Susan Sontag Chapter 6

In Susan Sontags writings in chapter 6 she discusses how people are fascinated to disturbing images that depict torment, and mutilated bodies because it arouses a purient interest.  She discusses how despite how gruesome certain images are, we aren’t able to look away and find ourselves oddly fascinated by them.  One example that she gives about us having an odd attraction with disaster and death is the one about a car crash.  When a car crashes on the side of the road, people tend to become excited to see what happened to the car and the people inside.  We as humans have a weird fascination with tragedy, and can’t help but find ourselves intrigued by it.  Plato contributes our attraction to mutilated bodies as a description of mental conflict, and his book examines how the reason may be overwhelmed by an unworthy desire with the self to become angry with part of its nature.

Another example Sontag gives in her book is when she meets a women from Sarajevo who talked about the destruction of her home when the Siberians invaded Croatia.  Her unwillingness to engage with the images of the war from her past are out of fear.  Unlike her, people in America who are privileged and never witnessed war in person want to see these images because they don’t have the proper context of the situation, never having to have actually experienced war ourselves.  The imaginary proximity to suffering of others provides mystification to us and we find ourselves enticed when shown images from war depicting mutilation and death.
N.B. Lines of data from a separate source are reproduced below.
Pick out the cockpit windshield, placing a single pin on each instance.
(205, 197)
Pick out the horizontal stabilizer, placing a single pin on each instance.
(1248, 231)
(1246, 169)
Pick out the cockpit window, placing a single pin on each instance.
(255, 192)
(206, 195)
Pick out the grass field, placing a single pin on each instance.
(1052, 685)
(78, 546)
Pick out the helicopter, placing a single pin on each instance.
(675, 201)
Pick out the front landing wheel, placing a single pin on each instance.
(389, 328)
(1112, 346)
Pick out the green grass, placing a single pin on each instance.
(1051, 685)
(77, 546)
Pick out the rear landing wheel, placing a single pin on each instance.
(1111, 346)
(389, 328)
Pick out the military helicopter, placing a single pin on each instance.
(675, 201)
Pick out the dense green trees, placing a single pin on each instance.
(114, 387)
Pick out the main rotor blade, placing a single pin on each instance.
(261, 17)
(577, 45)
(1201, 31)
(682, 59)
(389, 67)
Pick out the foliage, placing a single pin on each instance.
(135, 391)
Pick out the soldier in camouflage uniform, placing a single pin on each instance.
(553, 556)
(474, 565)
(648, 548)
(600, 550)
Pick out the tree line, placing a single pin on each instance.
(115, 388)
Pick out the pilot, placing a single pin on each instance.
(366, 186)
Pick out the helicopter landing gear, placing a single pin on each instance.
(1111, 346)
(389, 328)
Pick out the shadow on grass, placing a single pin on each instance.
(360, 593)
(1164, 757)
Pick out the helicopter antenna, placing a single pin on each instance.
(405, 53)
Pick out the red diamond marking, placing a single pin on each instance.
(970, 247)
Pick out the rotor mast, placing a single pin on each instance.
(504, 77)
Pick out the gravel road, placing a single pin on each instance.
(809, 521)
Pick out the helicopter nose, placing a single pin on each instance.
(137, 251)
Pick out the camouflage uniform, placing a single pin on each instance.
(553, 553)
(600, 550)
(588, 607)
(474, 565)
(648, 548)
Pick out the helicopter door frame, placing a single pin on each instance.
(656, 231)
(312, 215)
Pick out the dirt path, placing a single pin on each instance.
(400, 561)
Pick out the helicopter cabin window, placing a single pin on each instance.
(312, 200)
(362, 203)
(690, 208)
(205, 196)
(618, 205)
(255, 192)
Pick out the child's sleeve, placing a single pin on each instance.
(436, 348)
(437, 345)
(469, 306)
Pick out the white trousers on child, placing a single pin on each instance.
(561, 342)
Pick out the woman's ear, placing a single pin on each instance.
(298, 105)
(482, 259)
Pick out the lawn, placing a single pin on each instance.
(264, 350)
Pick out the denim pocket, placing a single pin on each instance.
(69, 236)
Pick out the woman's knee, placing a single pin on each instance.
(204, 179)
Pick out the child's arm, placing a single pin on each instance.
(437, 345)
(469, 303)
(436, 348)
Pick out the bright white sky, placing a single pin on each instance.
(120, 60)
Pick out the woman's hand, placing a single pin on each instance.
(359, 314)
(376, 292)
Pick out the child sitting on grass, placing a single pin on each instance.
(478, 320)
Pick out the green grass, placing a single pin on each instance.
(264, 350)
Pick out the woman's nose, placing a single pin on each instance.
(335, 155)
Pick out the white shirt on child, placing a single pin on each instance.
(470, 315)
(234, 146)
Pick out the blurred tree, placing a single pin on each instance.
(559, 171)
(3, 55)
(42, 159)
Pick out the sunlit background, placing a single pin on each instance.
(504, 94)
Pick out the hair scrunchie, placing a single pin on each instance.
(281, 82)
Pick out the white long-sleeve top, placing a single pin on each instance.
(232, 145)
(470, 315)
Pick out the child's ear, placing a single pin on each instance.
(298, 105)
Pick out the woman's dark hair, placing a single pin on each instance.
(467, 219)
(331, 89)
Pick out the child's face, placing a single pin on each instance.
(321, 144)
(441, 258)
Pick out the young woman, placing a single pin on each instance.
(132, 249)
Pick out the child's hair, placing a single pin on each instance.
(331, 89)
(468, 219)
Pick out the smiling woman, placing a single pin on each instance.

Edmund Burke also wrote in his book a philosophical enquiry into the origin of our ideas of the sublime and beautiful and said, “there is no spectacle we so eagerly pursue, as that of some uncommon and grievous calamity.”  As humans we are drawn to things that confuse and scare us.  Hazlitt says humans love mischief, love the cruelty, and its as natural as empathy is to humans.  Being privileged people who haven’t actually experienced the tragedies of war makes us unaware of the really pain behind a lot of the work, and which is why it’s so fascinating to us as humans.